New Zealand's ETS is not enough, claims researcher


Thursday, 21 July, 2016


New Zealand's ETS is not enough, claims researcher

University of Auckland doctoral researcher Sina Mashinchi has claimed that a carbon tax targeting emissions-intensive industries, along with a revamped emissions trading scheme (ETS), could boost economic growth, with the extra tax generated used to cut New Zealand’s GST from 15% to 12.5%.

The study was conducted by Mashinchi in collaboration with experts at Cambridge University. Mashinchi explained, “I wanted to show that we could move closer to our Kyoto emission targets and still have good economic growth.”

Currently, the ETS is the main economic tool in use in New Zealand to lower carbon emissions. Industries start with a set number of carbon credits and, when they use them up through generating greenhouse gases, they have to buy more. This is meant to encourage practices that will lower emissions.

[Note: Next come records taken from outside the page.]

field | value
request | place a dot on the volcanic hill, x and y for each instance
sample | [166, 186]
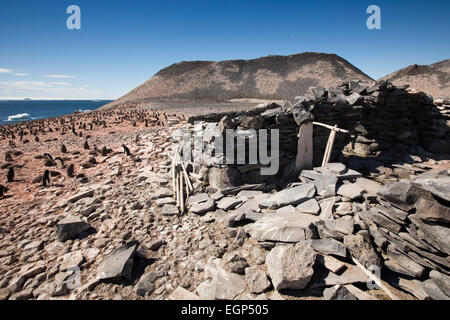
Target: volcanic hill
[271, 77]
[434, 79]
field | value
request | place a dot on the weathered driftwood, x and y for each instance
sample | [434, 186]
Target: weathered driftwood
[305, 147]
[375, 279]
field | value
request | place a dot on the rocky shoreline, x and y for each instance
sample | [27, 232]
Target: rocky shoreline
[113, 230]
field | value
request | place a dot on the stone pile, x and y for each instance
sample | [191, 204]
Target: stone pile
[411, 227]
[330, 232]
[385, 124]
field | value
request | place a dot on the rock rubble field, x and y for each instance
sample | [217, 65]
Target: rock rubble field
[108, 224]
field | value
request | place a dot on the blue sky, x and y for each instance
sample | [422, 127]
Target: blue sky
[123, 43]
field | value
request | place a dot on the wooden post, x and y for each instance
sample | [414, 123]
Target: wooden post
[305, 147]
[329, 147]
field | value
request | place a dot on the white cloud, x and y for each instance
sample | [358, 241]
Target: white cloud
[58, 76]
[2, 70]
[66, 84]
[45, 89]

However, critics argue that the ETS is hamstrung by its lenient application, providing freebies and two-for-one deals to many industrial emitters. And even though agriculture is responsible for half of New Zealand’s emissions, it is entirely exempt from the scheme. New Zealand has also bought many fraudulent credits from Eastern Europe.

Furthermore, it has been recognised that the price of carbon credits, currently sitting around $17 per tonne, is too low to change behaviour. But the new modelling shows that even if the price was gradually raised to $300, New Zealand still wouldn’t reach its target of cutting emissions by 50% below 1990 levels by 2050. Indeed, in 2013 the country’s emissions were up 21% from 1990 levels.

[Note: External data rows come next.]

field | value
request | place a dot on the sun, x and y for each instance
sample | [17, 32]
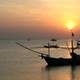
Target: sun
[70, 24]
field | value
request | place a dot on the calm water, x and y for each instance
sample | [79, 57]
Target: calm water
[17, 63]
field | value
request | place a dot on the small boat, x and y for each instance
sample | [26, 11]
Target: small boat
[51, 61]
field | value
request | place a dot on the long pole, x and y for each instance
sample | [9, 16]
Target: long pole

Mashinchi claims that the ETS is based on a weak and ill-fitting model, whereas his own model is more sophisticated and finely tuned to real New Zealand experience. While the model on which the ETS is based used only one year of data, the new model draws on 45 years of economic, environmental and energy data from 1970 to 2014.

“It shows how New Zealand reacted to global events such as the oil shocks and the Great Financial Crisis,” Mashinchi said.

It also shows how New Zealanders responded to past policies, he said — not always as an economist might expect. The model that the ETS is based on assumes people act rationally, responding to policies and trends in predictable ways — “but people don’t always act rationally”, he said.

Mashinchi found if the price of carbon credits increased to $75 and rose by $20 a year from now on, and a carbon tax for non-ETS sectors was introduced and set at the same levels, the government could use the extra tax take to lower GST by 2.5% to 12.5%. A business would either pay for carbon credits or pay a carbon tax — not both.

According to the modelling, this would stimulate the economy, encouraging investment in new technologies, energy efficiencies and public transport, which would create jobs. GDP would rise by an average 2.2% per year, while emissions would fall 14.2% from current levels in 2030.

“This still falls short of our Kyoto target, but it’s a lot better than emissions going up,” said Mashinchi.